Dr. Peck, Konan 白果能 博士


Dr. Peck, Konan
白果能 博士

Research Fellow

  • Ph.D. University of Michigan-Ann Arbor

  • Cancer genomics
  • Molecular diagnostics
  • Nucleic acid therapeutics


This laboratory aims to develop technologies enabling cell-specific delivery of nucleic acid therapeutic agents for personalized cancer therapy. Oligonucleotides of different sequences can fold into different conformations to bind to their protein targets with high specificity and affinity. These structured oligonucleotides are known as aptamers. This laboratory has integrated bioinformatics, genomics, and proteomics technologies to identify several surface marker proteins on cancer cells. Functional aptamers specific to cancer cell surface marker proteins are employed to deliver siRNAs and/or DNAzymes into cancer cells by the receptor mediated endocytosis process to knock down the metastasis and cell proliferation associated signaling pathways. Cocktail therapy using cancer cell-specific aptamers conjugated with different allele-specific and/or transcript-specific nucleic acid therapeutic agents against various pivotal gene transcripts are being devised to knock down signaling pathways involved in the metastasis cascade and cell proliferation. The goal of these studies is to develop novel therapeutics to inhibit metastasis and to eradicate cancer cells with minimal side effects by synthetic lethal killing and allele-specific or transcript-specific therapeutic agents.

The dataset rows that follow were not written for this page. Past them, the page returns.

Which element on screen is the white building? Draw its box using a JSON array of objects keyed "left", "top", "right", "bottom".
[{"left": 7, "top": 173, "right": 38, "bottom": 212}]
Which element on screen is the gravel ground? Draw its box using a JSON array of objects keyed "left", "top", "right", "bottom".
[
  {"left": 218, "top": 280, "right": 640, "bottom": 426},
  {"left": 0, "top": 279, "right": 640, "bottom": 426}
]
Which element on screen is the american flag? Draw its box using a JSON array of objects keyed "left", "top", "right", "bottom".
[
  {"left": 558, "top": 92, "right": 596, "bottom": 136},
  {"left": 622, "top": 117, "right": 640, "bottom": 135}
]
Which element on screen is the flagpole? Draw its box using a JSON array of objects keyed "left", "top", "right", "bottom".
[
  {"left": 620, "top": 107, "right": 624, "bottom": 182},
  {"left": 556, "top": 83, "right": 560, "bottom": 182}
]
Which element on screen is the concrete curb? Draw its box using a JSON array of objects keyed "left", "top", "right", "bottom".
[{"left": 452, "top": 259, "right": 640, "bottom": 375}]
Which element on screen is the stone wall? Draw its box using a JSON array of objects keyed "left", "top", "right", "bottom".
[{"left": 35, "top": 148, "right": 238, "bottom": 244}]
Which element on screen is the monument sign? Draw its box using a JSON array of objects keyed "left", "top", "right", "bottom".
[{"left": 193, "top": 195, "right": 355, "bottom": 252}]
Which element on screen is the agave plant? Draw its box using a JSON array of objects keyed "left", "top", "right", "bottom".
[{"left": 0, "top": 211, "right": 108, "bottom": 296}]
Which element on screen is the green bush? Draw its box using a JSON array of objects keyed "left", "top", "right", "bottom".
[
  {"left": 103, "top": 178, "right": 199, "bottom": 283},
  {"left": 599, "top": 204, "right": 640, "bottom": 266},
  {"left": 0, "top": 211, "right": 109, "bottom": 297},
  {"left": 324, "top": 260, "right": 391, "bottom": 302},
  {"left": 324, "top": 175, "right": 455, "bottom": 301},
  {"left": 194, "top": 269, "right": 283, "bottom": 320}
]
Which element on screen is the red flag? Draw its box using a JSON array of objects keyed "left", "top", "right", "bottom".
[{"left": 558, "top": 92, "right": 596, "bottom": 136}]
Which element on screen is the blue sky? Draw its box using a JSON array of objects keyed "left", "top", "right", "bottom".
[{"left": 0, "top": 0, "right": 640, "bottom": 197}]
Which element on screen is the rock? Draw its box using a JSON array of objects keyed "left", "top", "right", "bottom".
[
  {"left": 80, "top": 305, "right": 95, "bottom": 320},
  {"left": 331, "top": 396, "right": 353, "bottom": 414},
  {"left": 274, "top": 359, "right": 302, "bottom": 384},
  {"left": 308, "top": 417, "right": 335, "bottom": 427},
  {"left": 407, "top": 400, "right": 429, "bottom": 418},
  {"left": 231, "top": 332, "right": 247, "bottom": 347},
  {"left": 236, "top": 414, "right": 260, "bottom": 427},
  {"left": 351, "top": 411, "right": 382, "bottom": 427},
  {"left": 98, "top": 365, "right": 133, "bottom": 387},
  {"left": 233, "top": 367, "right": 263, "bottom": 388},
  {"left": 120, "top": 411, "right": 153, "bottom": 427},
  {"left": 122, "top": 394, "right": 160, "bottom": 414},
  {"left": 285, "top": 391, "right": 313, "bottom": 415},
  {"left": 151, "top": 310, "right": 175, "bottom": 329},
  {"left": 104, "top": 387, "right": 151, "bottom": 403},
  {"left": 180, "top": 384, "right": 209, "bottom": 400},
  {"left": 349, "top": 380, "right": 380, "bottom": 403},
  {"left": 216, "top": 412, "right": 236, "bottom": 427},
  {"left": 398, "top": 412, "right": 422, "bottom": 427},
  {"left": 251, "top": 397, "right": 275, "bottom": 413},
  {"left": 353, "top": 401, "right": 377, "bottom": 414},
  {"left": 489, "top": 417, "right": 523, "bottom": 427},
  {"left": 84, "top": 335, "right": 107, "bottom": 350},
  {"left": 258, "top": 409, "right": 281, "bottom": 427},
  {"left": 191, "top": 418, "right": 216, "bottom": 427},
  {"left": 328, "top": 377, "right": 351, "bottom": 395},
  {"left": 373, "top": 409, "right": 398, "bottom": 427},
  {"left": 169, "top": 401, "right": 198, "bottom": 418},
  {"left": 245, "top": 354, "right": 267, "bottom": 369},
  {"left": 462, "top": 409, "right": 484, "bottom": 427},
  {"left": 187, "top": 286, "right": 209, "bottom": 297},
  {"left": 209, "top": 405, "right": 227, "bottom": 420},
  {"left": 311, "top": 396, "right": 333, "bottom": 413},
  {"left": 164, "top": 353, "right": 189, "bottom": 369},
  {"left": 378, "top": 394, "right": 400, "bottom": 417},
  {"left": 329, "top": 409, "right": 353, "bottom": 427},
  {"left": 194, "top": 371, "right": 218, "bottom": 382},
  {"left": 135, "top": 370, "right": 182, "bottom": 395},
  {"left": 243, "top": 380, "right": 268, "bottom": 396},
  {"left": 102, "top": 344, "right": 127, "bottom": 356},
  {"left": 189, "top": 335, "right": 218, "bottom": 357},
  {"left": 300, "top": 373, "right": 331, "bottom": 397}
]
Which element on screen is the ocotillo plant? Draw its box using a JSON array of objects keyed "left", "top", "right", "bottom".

標靶療法為近年來癌症治療的一大突破。然而許多標靶基因不僅存在於癌細胞也存在於正常細胞,欲針對癌細胞來拮抗其含有的標靶基因而不影響正常細胞仍為醫療研究的一大挑戰。適體(aptamer)為核酸分子,可依序列不同而形成許多穩定的結構,如同抗體可專一地與特定標的分子結合。 本實驗室研究方向為研發新科技來搜尋癌細胞特定的表面蛋白質、受體、癌轉移及生長相關基因並驗證其功能,同時篩選可辨識癌細胞表面特定受體的適體來專一地辨識並活化癌細胞特有表面受體。辨識癌細胞表面受體的適體分子可用來傳輸siRNAs或DNAzymes,並利用受體的endocytosis作用將siRNA或DNAzyme分子送入細胞內來抑制癌細胞生長及轉移相關基因的表達。目前研究方向為利用多種不同適體來輸送前述核酸藥劑同時作用在癌細胞內多種標靶基因、對偶基因、轉錄異型等。本實驗室研究目標為開創一個全新的癌症治療方法,針對癌細胞獨有的轉移相關基因、對偶基因、偶合毀滅(synthetic lethality)對應基因來發展核酸藥劑,以期消滅癌細胞但避免對正常細胞產生副作用。